Paul's greater appeal to an honest progressive goes even further. Obama has expanded the president's powers to unilaterally imprison and even kill American citizens beyond even George W. Bush's attempts. Paul gets thousands of students who gather to hear him booing any mention of the controversial yet sadly little-known National Defense Authorization Act signed by Obama, giving legal cover to the presidential power of unilateral imprisonment. Obama has started new unauthorized wars, greatly expanded a civilian-killing drone program, and presided over the biggest defense budgets in history. Ron Paul campaigns for peace and withdrawal of the U.S. military from the world. In doing so, he's done more than Noam Chomsky to normalize discussion of U.S. foreign policy as the behavior of a criminal empire, not as the world's great defender of liberty.
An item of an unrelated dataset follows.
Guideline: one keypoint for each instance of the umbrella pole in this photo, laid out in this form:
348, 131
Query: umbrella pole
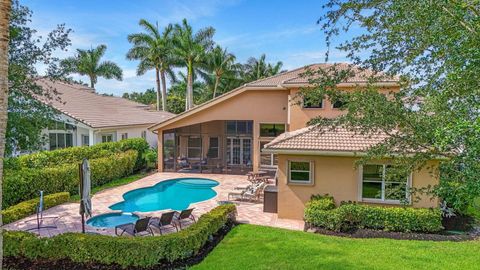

President Obama loves the Patriot Act and hates whistleblowers; Paul is opposite on both points, including defense of accused WikiLeaker Bradley Manning.

On a wide range of issues involving individual autonomy and liberty, and protecting people from oppressive concentrations of power, Paul is clearly more progressive than Obama.

Progressives love income redistribution, though, and Paul does not. Still, while Paul is opposed in principle to things like government funding for NPR and even medical care, he mocks his fellow Republicans who act like such programs are the most important place to start practicing austerity—the former because it's cultural red meat to their base, the latter because it feeds an ugly strain of opposition to "welfare bums" that plays no part in how Paul campaigns.

While Paul is the loudest and most consistent voice for many progressive goals, he rejects their choice of tool to equalize income, which is why progressives' disappointment with Obama hasn't led them to turn to Ron Paul. But Paul and the movement for peace, civil liberties, and ending government's explicit support for corporate power that he leads offers progressives an alternative, and a dilemma: Are those values more important than fealty to the Democratic Party and hugely expensive income redistribution programs?

Senior Editor Brian Doherty is author of Ron Paul's Revolution: The Man and the Movement He Inspired (Broadside).